Tuesday, April 07, 2009

Death of the Directory

The LDAP directory is a strange beast. It's a data store, but it's hierarchical in nature, rather like the old hierarchical databases most of us only read about in database textbooks. Hierarchical models, as we know, have inferior expressive power when compared to network and relational models. So shouldn't LDAP directories suffer from similar limitations?

It turns out that they do have similar limitations, and the industry as a whole has been going along with the convenient illusion that the emperor has clothes.

Talking to some old industry hands, I became gradually convinced of something that I've suspected for a while - that the LDAP directory was an invention that solved a temporary problem. The problem has gone away, but the awkward solution remains with us.

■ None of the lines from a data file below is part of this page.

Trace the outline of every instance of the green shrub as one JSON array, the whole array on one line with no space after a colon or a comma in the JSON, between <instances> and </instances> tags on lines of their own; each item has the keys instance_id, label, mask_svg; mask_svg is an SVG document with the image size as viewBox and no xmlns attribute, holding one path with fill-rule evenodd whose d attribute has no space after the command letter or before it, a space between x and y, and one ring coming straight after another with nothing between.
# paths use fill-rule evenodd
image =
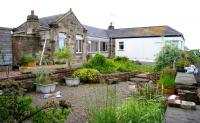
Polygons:
<instances>
[{"instance_id":1,"label":"green shrub","mask_svg":"<svg viewBox=\"0 0 200 123\"><path fill-rule=\"evenodd\" d=\"M22 64L26 64L28 62L35 62L35 58L31 55L23 55L21 58L20 58L20 61Z\"/></svg>"},{"instance_id":2,"label":"green shrub","mask_svg":"<svg viewBox=\"0 0 200 123\"><path fill-rule=\"evenodd\" d=\"M78 69L73 73L73 77L79 77L83 82L97 82L99 77L99 71L90 68Z\"/></svg>"},{"instance_id":3,"label":"green shrub","mask_svg":"<svg viewBox=\"0 0 200 123\"><path fill-rule=\"evenodd\" d=\"M113 73L116 71L114 62L102 54L96 54L83 67L96 69L100 73Z\"/></svg>"},{"instance_id":4,"label":"green shrub","mask_svg":"<svg viewBox=\"0 0 200 123\"><path fill-rule=\"evenodd\" d=\"M156 70L161 70L167 66L172 67L178 57L179 49L174 45L166 44L156 57Z\"/></svg>"},{"instance_id":5,"label":"green shrub","mask_svg":"<svg viewBox=\"0 0 200 123\"><path fill-rule=\"evenodd\" d=\"M176 66L177 67L187 67L187 66L189 66L189 61L187 61L186 59L178 59L177 61L176 61Z\"/></svg>"},{"instance_id":6,"label":"green shrub","mask_svg":"<svg viewBox=\"0 0 200 123\"><path fill-rule=\"evenodd\" d=\"M33 123L64 123L70 114L70 109L51 108L47 111L40 111L32 117Z\"/></svg>"},{"instance_id":7,"label":"green shrub","mask_svg":"<svg viewBox=\"0 0 200 123\"><path fill-rule=\"evenodd\" d=\"M116 62L116 61L127 62L127 61L129 61L129 58L128 58L128 57L125 57L125 56L123 56L123 57L117 56L117 57L114 58L114 61L115 61L115 62Z\"/></svg>"},{"instance_id":8,"label":"green shrub","mask_svg":"<svg viewBox=\"0 0 200 123\"><path fill-rule=\"evenodd\" d=\"M120 72L130 72L133 70L133 63L127 57L117 56L114 59L117 71Z\"/></svg>"}]
</instances>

Twenty years ago, relational databases were relatively slow and cumbersome. Even reads were slow. Relational databases were therefore not a good fit for read-mostly use cases.

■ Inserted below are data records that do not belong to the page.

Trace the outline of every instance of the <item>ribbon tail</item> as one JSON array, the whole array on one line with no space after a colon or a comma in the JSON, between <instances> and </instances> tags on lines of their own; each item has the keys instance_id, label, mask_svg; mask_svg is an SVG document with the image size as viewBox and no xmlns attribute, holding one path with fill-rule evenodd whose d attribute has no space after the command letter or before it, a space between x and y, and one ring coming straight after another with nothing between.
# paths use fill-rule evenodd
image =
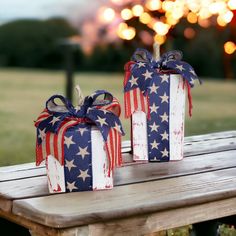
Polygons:
<instances>
[{"instance_id":1,"label":"ribbon tail","mask_svg":"<svg viewBox=\"0 0 236 236\"><path fill-rule=\"evenodd\" d=\"M121 135L113 128L110 129L108 134L106 150L108 156L108 176L110 177L114 168L122 164Z\"/></svg>"},{"instance_id":2,"label":"ribbon tail","mask_svg":"<svg viewBox=\"0 0 236 236\"><path fill-rule=\"evenodd\" d=\"M192 116L192 109L193 109L193 103L192 103L192 95L191 95L191 86L188 83L187 80L185 80L186 86L187 86L187 91L188 91L188 113L189 116Z\"/></svg>"},{"instance_id":3,"label":"ribbon tail","mask_svg":"<svg viewBox=\"0 0 236 236\"><path fill-rule=\"evenodd\" d=\"M35 150L35 154L36 154L36 166L39 166L44 158L43 158L43 152L42 152L42 148L40 147L40 144L38 144L38 142L36 142L36 150Z\"/></svg>"},{"instance_id":4,"label":"ribbon tail","mask_svg":"<svg viewBox=\"0 0 236 236\"><path fill-rule=\"evenodd\" d=\"M127 85L129 78L131 76L131 66L134 64L135 62L133 61L129 61L125 64L125 76L124 76L124 88ZM125 92L124 91L124 104L125 104L125 118L129 118L131 116L131 109L130 109L130 91Z\"/></svg>"}]
</instances>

Enter the directory server. Directory servers were designed to be very fast at lookups. They were abysmally slow at updates, but that didn't matter. They were designed mainly for lookups, not for updates. Systems requiring on-line transaction processing needed relational databases.

Somewhere along the way, relational databases got faster. Much faster. Faster at reads as well. And somewhere there, LDAP directories lost their raison d'etre. Only the world never noticed.

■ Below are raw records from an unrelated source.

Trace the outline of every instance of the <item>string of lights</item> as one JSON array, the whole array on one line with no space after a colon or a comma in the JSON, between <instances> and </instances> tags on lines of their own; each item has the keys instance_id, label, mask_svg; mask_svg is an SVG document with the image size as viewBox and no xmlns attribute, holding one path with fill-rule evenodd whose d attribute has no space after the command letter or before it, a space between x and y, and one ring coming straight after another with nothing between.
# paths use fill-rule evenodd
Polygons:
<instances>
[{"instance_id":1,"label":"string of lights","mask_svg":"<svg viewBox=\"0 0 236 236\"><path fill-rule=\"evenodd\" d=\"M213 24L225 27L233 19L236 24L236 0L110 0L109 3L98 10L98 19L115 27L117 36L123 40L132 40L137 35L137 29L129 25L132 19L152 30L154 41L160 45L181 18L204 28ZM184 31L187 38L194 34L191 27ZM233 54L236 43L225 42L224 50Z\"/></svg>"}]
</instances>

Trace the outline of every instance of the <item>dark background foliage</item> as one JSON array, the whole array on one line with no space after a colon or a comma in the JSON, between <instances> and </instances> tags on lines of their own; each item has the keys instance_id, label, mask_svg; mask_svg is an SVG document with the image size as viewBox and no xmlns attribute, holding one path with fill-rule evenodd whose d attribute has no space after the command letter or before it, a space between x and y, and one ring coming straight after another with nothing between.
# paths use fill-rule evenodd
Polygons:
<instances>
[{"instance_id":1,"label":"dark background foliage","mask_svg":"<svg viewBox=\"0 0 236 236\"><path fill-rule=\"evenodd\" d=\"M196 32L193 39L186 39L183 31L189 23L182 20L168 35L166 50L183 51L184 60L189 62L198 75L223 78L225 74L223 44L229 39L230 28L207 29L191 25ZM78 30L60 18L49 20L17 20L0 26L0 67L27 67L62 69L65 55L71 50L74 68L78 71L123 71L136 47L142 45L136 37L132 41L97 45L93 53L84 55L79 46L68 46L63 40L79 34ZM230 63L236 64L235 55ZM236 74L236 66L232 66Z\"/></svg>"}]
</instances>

Today, LDAP directories do some things well - a very small number of things. They perform authentication very well. Checking a user's credentials (an encrypted password, for example) is a directory server's bread-and-butter. Plus it can enforce password policies, lock accounts on a certain number of failed attempts, etc. These are all built-in features, whereas relational databases are too general-purpose to be able to do these out of the box.

But relational databases are excellent at modelling complex relationships. Directories suck at this. If we try and shoehorn complex structures into a hierarchical model, we will end up with highly unsatisfactory results. Not only will it be inelegant and difficult to understand, the resulting directory bloat will also slow down the system, negating the performance advantage that prompted the choice of the directory in the first place.

The bottomline is, anyone looking to implement a "directory" today would be better off with a hybrid model. They should use an LDAP directory for the limited tasks which it is good at (authentication), and should use a relational database to model and store all other information. They then gain the best of both worlds. The directory server will hold just a handful of attributes needed for authentication.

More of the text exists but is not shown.